The Santa Cruz City Planning Commission approved a proposal to construct permanent supportive housing for Santa Cruz’s houseless population at a Nov. 19 meeting. Set to be built at 119 Coral St., the building will be a five-story, 121 unit complex providing housing and health services to its residents.  

“It’s very exciting that [the creation of supportive housing] is happening,” said Santa Cruz planning commissioner Miriam Greenberg during the meeting. “This is incredibly needed for the community.”

Permanent supportive housing (PSH) is a type of housing that offers both shelter and health services to those who need support. Unlike a shelter or transitional housing, which usually only provide temporary places to sleep, permanent supportive housing provides individuals with a stable place to live, as well as facilities like laundry, a community room, and outdoor space.  The $25 million project is backed by New Way Homes, a nonprofit organization that funds affordable housing projects.

“Federal funding has been going to homelessness prevention.” said Sibley Simon, the founder and executive director of New Way Homes in a webinar introducing the project. “The construction of this project is not funded federally, there’s no public grants going into the project.  We’ve been raising private dollars to build the housing.”

The project will be run by Housing Matters, an organization that helps people transition out of houselessness and into permanent housing. The planned location is part of their campus at Coral Street, a site which has a recuperative care center and six transitional housing units that contain 40 beds.  
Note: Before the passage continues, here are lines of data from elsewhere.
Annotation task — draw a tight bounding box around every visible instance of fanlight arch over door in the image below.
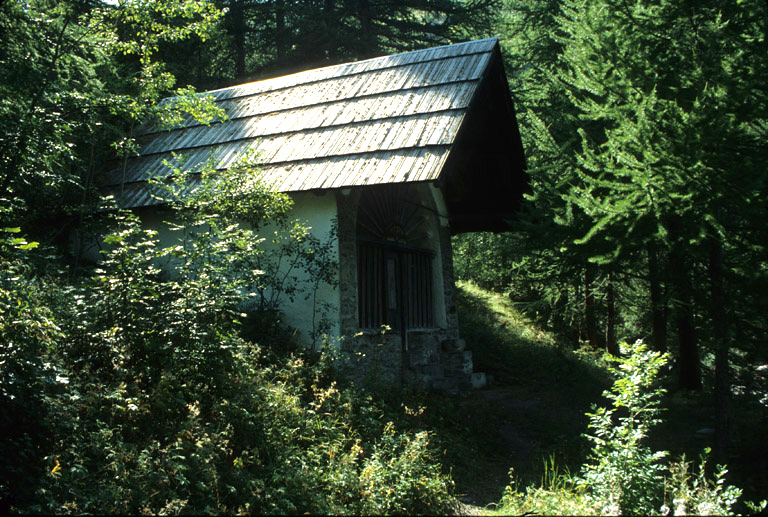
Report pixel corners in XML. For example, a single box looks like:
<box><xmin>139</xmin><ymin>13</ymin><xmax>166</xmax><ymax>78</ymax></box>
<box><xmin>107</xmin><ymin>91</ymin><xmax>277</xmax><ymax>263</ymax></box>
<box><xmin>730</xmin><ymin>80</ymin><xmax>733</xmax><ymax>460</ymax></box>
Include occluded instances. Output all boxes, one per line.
<box><xmin>357</xmin><ymin>185</ymin><xmax>435</xmax><ymax>332</ymax></box>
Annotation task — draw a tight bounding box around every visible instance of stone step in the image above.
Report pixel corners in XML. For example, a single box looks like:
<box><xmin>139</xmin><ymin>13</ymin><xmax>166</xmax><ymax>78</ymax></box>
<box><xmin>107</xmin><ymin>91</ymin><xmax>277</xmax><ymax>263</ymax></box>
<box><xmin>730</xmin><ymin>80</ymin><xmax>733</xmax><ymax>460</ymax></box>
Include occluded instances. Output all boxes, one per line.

The PSH would replace those existing buildings, and include a recuperative center as well as permanent living accommodations. There will be a care center available for people who need health support at a different location during construction. People currently living in the transitional units will not be removed during the new construction. All current residents will time out of their stays, which are limited to 18 months, before the project begins development.  

An illustration of people living at the proposed apartment building.
Illustration by Allison Che.

According to the National Alliance to End Homelessness, supportive housing is designed for people who experience chronic houselessness, or those who have been houseless for extended periods of time. Many of the chronically houseless have disabling conditions that prevent them from being able to consistently maintain housing — a problem PSH attempts to remedy.

Potential residents of the development will be admitted through Smart Path, a program that assesses houseless individuals and determines their vulnerability to repeated houselessness.  Individuals who have a high vulnerability index and a  disabling condition, get referred to permanent housing. Prospective individuals reach out to Smart Path to take the assessment, which helps them find housing that best supports their needs.

“This is a huge step forward toward potentially ending chronic homelessness in Santa Cruz county,” said Cassie Blom, communications manager for Housing Matters. “While it should be celebrated, we need more projects like this.” 

It is planned to begin construction in fall or early winter of 2021, but the timeline is unclear.   While it’s hard to predict how prevalent COVID-19 will be at that time, Sibley Simon says the necessary precautions will be made during construction and when the project is built.  

“We really don’t have that kind of housing in Santa Cruz,” Simon said. “The amount of services that can be provided here in this location is beyond what other housing we have in Santa Cruz.”